R packages

Hierarchical Dirichlet Process Generalized Linear Models (hdpGLM)

The package implements the hierarchical Dirichlet process Generalized Linear Models proposed in the paper Modeling Context-Dependent Latent Effect Heterogeneity . The model can be used to estimate latent heterogeneity in the marginal effect of GLM linear coefficients, cluster data points based on that latent heterogeneity, and investigate if Simpson’s Paradox occurs due to latent or omitted features. It also can be used with hierarchical data to estimate the effect of upper-level covariates on the latent heterogeneity in the effect of lower-level features.

Cluster Estimated Standard Errors in R (ceser)

(with John Jackson) The package implements the Cluster Estimated Standard Errors (CESE) method proposed by Jackson (2019) to compute clustered standard errors of linear coefficients in regression models with grouped data.
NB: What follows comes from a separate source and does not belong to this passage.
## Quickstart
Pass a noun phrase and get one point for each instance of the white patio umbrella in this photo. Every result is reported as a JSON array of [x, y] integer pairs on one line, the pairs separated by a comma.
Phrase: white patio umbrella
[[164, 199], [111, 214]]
The package is well integrated with standard R functions to estimate linear models (e.g., lm()). CESE produces more conservative confidence intervals, outperform the classical clustered robust standard error (CRSE) method in various ways, and avoid CRSE downward bias and underestimation of the clustered standard errors. (see Jackson, J., (2019) Corrected standard errors with clustered data, Political Analysis, forthcoming)

Occupation and Class Scheme Classification in R (occupar)

The package occupar (Occupation Classification in R) provides: (1) a handful of functions to convert between different versions of the International Standard Classification of Occupations (ISCO): ISCO-68, ISCO-88, ISCO-08; (2) a set of functions to compute class schemes (EGP, ISEI, ESeC, etc.) based on ISCO. The current package benefited from Harry Ganzeboom’s work of ISCO and class schemes.

Election Forensics Package (eforensics)

(with Walter Mebane ) The package can be used to estimate probability of fraud in elections using Finite Mixture Models (Supported by NSF grant SES 1523355).

Exploratory Data Analysis in R (edar)

A package that facilitates exploratory data analysis and visualization of model results, aligned with tidyverse and pipe coding philosophy.